Professor of Physics Harvey Newman has been searching for signs of dark matter, extra dimensions, and the elusive Higgs particle at the Large Hadron Collider in Geneva, Switzerland. He'll be reporting from the high-energy frontier of particle physics at 8:00 p.m. on Wednesday, January 9, 2013, in Caltech's Beckman Auditorium. Admission is free.
Q: What do you do?
A: I'm a high-energy physicist. Together with my colleague, Professor of Physics Maria Spiropulu, we explore the forces and matter that make up our universe, using the highest energies one can achieve at particle accelerators.
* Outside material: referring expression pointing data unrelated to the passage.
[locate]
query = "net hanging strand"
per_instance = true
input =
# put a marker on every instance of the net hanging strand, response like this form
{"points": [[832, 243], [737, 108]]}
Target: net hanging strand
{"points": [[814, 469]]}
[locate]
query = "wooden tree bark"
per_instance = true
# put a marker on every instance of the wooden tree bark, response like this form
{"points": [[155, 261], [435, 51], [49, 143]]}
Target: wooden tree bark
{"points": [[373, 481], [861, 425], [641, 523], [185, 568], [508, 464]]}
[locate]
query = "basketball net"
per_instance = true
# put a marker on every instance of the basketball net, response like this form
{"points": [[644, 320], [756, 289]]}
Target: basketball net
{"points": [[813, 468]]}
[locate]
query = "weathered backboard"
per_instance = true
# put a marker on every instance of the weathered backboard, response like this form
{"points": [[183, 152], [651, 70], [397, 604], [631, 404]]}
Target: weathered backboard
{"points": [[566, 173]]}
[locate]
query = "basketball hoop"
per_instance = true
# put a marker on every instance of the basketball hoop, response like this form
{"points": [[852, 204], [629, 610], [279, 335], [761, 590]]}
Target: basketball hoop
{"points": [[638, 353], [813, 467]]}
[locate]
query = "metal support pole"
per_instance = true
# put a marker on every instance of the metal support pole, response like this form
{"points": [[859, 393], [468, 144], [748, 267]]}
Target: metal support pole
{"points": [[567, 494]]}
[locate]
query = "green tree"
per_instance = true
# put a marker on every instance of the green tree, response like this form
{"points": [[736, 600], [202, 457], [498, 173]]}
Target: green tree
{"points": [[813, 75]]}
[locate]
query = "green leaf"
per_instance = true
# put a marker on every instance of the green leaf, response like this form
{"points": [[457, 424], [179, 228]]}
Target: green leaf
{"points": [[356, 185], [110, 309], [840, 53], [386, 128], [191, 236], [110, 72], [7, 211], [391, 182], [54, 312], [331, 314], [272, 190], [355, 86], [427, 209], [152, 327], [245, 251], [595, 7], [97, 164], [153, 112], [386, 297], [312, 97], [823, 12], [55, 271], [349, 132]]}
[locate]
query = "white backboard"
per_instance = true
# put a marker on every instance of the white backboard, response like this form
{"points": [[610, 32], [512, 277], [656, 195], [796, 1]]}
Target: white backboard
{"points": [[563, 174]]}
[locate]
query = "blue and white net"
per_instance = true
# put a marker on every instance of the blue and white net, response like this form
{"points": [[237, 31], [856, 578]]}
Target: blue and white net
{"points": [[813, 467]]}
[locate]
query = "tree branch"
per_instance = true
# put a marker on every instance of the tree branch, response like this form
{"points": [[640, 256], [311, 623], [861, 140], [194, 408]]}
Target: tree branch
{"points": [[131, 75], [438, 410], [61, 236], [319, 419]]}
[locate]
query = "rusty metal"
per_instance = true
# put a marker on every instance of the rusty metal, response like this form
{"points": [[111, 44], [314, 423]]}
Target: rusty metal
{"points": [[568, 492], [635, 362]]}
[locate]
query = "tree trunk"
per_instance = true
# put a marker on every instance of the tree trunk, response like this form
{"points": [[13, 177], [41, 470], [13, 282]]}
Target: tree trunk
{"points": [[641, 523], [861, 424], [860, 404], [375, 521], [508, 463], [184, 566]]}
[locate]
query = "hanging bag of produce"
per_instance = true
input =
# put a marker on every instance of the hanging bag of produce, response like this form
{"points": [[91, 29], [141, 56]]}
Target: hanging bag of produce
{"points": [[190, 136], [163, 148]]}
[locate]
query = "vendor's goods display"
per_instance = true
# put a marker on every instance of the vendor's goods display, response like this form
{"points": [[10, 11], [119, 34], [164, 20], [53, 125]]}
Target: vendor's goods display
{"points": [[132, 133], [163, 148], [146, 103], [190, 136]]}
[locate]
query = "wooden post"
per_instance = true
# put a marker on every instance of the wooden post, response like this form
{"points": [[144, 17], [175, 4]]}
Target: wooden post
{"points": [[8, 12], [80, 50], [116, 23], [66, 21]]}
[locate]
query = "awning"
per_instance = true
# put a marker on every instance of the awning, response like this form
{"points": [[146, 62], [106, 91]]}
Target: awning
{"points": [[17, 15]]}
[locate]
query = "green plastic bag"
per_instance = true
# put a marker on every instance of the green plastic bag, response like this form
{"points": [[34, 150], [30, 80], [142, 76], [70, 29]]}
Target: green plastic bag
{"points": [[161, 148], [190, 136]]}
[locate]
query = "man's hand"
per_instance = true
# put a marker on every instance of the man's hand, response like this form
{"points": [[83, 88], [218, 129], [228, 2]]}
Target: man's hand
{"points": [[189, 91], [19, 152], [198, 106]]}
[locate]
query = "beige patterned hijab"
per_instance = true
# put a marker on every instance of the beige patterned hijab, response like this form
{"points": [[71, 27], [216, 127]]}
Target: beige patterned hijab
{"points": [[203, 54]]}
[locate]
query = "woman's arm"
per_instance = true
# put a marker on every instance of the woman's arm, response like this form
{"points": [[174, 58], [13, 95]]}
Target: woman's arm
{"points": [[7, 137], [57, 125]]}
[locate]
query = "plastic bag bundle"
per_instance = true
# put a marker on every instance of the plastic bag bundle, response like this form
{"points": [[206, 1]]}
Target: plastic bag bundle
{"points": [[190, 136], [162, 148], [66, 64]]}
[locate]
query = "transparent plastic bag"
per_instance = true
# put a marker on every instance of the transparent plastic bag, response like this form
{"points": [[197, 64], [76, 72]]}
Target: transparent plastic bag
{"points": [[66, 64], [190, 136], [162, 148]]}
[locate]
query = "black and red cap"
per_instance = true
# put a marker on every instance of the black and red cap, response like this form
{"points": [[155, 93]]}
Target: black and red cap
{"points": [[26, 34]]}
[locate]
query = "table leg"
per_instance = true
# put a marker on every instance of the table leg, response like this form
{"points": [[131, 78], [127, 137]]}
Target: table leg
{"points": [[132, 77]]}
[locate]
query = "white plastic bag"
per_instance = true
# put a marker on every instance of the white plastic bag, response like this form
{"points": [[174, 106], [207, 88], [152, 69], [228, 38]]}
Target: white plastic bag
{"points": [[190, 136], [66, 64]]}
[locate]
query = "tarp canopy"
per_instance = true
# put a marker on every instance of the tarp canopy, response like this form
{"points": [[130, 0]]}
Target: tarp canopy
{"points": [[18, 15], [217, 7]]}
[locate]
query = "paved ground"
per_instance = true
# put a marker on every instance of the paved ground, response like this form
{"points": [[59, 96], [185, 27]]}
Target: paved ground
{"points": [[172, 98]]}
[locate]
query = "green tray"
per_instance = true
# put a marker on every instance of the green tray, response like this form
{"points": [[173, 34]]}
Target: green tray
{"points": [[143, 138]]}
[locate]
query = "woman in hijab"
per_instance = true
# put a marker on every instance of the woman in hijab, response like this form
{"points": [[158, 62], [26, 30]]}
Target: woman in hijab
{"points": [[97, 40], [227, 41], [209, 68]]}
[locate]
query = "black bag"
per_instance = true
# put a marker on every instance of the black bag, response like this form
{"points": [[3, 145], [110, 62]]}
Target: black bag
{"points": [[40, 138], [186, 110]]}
These energies are now found in Switzerland, where CERN, the European Organization for Nuclear Research, sends protons traveling at 99.999997 percent of the speed of light crashing head-on into one another inside the Large Hadron Collider, better known as the LHC.
The LHC has two general-purpose detectors: our experiment, the Compact Muon Solenoid, or CMS, and ATLAS. "Compact" means "dense," not "small," and our experiment is relatively compact—it's only as tall as a four-story building, as opposed to ATLAS, which is like a six-story building.
Our lab had a primary role in designing the CMS's electromagnetic calorimeter, which detects high-energy photons and electrons using 76,000 crystals of lead tungstate. These crystals, which Caltech helped develop, together weigh 90 tons, and if they weren't so dense we would need even more of them in order to collect all those particles. And we need to see every particle, as we are looking for pairs of photons—a key signature of the Higgs particle that we've been focusing on for decades. We had first hints by the end of 2011, and by July 2012, CMS and ATLAS had accumulated sufficient evidence to announce the discovery of a Higgs-like particle.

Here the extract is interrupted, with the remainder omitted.